Douglas Wanderers
- Full name: Douglas Wanderers Football Club
- Nickname(s): the Wanderers
- Founded: 1886
- Dissolved: 1936
- Ground: Meadow Park
| Home colours |

= Douglas Wanderers F.C. =

Former association football club in Scotland

Douglas Wanderers F.C. was an association football club from Castle Douglas in Dumfriesshire.

==History==

The club was founded in 1893; there are matches recorded for a club called Castle Douglas Wanderers from 1886 to 1890, playing on the Commons, but, as Douglas Wanderers held a first anniversary celebration in 1894, this refers to a different club.

The club entered the Scottish FA Cup from 1896–97 to 1934–35. It won through the qualifying rounds to play in the first round proper on seven occasions; it once won through to round 2, in 1902–03, beating Abercorn in a replay in the first round. Its tie in the second round with Stenhousemuir F.C. was abandoned in the first half (along with a number of other ties on the same day) because of a storm that hit southern Scotland, and the Warriors beat the Wanderers 6–1 in the postponed tie.

In local cup competitions, the club's greatest successes came in the Potts Cup, aimed primarily at clubs in Dumfriesshire, which the club won twice. In the better-regarded Southern Counties Cup, the club never reached the final, but did win the Consolation Cup three times.

The club played in the little-regarded Stewartry League in Kirkcudbrightshire from 1894 to 1897, and the Southern Counties league on occasion between 1897 and 1935. The club won the title once, in 1910–11. After 5 matches in 1934–35, the club withdrew from the League and its last activity was entering the Southern Counties Cup in 1936.

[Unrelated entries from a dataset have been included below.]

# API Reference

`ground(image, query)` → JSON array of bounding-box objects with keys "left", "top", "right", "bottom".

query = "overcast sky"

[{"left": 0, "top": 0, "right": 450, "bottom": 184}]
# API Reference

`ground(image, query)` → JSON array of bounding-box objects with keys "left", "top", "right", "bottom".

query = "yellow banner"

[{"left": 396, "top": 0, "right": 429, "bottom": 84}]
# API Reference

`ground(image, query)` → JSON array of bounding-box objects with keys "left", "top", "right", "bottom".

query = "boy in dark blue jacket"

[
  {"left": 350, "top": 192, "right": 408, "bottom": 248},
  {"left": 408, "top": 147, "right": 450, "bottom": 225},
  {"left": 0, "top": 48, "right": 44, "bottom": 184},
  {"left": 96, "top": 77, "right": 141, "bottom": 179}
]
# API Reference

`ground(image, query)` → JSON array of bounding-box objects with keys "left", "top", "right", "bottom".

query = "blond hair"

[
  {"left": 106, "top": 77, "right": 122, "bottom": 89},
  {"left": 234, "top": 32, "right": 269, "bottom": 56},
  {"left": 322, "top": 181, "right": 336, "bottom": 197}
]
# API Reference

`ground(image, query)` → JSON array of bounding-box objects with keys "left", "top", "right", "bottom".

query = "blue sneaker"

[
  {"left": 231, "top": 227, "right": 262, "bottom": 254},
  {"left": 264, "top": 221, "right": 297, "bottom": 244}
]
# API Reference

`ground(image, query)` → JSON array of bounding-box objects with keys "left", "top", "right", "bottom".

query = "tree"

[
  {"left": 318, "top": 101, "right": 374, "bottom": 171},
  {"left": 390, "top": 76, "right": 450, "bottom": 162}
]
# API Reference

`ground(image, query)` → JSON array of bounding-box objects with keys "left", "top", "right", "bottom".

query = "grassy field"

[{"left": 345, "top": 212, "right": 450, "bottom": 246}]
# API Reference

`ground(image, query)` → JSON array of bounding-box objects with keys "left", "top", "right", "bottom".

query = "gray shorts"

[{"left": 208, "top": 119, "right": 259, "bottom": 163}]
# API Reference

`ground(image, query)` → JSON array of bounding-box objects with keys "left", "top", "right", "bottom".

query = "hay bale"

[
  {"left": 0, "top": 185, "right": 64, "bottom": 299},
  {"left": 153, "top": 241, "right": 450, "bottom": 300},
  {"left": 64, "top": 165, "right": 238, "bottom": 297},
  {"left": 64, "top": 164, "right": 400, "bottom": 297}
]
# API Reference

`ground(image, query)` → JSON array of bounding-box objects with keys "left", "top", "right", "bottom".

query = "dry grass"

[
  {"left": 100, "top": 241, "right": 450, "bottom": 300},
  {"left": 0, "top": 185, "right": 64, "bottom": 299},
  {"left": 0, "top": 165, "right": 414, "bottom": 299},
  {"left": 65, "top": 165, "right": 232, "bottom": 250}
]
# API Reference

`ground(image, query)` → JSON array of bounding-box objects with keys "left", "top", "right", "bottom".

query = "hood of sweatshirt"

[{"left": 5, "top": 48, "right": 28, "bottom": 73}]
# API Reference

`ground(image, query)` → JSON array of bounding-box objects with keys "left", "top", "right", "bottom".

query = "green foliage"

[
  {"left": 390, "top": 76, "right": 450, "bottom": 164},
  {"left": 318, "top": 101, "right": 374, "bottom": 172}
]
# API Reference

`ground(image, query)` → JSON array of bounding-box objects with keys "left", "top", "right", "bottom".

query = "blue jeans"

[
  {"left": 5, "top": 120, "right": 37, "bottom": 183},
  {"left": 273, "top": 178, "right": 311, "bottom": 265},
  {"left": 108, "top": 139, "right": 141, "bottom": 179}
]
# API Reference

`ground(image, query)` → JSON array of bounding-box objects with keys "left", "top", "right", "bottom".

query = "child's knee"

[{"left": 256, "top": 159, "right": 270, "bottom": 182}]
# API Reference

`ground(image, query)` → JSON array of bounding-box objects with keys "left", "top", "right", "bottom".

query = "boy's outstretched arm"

After the club's demise, a juvenile club of the same name started in West Lothian, although it appears to have no links with the Castle Douglas club.

==Colours==

The club's colours were black and white vertical striped jerseys, other than between 1897 and 1905, when the club played in maroon and white.

==Ground==

The club played at the following grounds:

- 1893–95: Kilmichael Park
- 1895–1902: Show Field
- 1902–05: Kilmichael Park
- 1905–09: Balmoral Park
- 1909–10: Meadow Park
- 1910–13: Balmoral Park
- 1913–35: Meadow Park

==Notable players==

- Charlie Bell, future manager of Sporting Lisbon and Olympique de Marseille, played for the club in the early 1910s.